SOB – When Minnesota Timberwolves point guard Ricky Rubio uploaded a photo to Twitter of himself watching the NBA playoffs on a television while sitting in a baggage carousel at an airport, most reasonable folks likely chuckled at the humorous image. Perhaps it even made Rubio that much more of an endearing individual in the eyes of his fans, something mentioned in a caption of the photo when it was published on the website of the Star Tribune, a Twin Cities newspaper. One reader of the Star Tribune was so bothered by the paper publishing the photo and became so irate that he or she had no other option but to make their opinion heard by leaving an irate voicemail with the Star Tribune about the irresponsibility of it all. Yep.
Voicemail transcription from RandBall via SOB
“[Name redacted] calling about the Rubio airport lounge. … You know, I am totally disappointed that you would print that. I don’t think he even had the good sense to realize it was inappropriate. If all of us hopped up and sat down on the carousel, or if every child of 6 and 7 hopped up on the carousel, they would have security pulling those kids off. Why, then, do we tolerate such behavior from a 21-year-old who puts it out there for others to see?
“It’s bad enough he does it, but then he self-publishes his picture. Think about it! If every 6 or 7 year old at the airport were to hop on the carousels, security would be getting them off. Why do we have a different rule, and why would the Star Tribune publish something? Our athletes are all spoiled.
“I think you made some points that were important. I agree, elevate the leg. Many people elevate their legs for many reasons. But we don’t hop on a carousel and sit there and watch TV. I’m disappointed in the Star Tribune, and obviously I don’t agree with the athletes of today. They’re spoiled brats. And I know a few of them.”
I know I’ve criticized Rubio plenty in the past, but when it comes down to it I’m a legitimate fan of the guy. He’s confident in his abilities, one of the most gifted passers in the world, and even had the balls to talk shit about the Olympics to one Kobe Bean Bryant. Most of my venom is grounded in respect for his skills and our Spanish basketball arch rivals.
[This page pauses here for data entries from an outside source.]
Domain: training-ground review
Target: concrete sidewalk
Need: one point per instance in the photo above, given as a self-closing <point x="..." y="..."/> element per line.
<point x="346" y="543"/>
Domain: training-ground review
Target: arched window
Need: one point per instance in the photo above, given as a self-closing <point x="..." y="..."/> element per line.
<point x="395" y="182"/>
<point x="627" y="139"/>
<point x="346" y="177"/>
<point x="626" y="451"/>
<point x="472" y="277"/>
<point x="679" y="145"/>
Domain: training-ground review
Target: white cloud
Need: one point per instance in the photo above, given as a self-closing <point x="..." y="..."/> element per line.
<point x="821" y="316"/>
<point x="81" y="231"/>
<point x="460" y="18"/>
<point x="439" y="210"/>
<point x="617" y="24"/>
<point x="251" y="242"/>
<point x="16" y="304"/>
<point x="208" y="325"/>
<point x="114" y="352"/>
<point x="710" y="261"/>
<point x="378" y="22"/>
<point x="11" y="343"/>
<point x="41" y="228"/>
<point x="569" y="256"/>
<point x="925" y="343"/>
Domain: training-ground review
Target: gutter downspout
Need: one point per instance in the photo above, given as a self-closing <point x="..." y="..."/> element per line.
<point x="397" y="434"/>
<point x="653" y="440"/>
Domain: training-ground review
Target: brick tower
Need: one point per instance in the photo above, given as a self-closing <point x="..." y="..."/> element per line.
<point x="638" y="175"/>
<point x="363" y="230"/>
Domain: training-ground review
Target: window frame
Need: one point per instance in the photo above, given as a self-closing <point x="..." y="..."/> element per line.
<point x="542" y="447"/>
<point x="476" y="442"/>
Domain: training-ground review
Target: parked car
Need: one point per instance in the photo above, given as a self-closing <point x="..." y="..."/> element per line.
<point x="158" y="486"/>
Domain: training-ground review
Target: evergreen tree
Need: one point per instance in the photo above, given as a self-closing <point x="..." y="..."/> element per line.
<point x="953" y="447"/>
And as someone with an open love/hate relationship with Rubio, I feel it’s my place now to objectively state what’s going on here: Bitchy McCoddleKids doesn’t understand cool when she sees it.
Yeah, lady, nobody wants kids lounging on the luggage things. But guess what: kids won’t be allowed to lounge on the luggage things. So there’s really no problem and I don’t know what the fuck you’re talking about. Ricky Rubio is an all-world athlete with a fantastic beard and a shredded knee that requires elevation. Where better could he relax, keep his knee elevated, and watch the game at the same time? There is no better place. This was it, it was awesome, and you’re probably just upset because the last time you had an orgasm was when Mariah Carey was wearing flannel.
You’re gonna die one day. Stop wasting your time complaining about hypothetical child airport injuries.
PS – Furious Voicemail. Band name called it.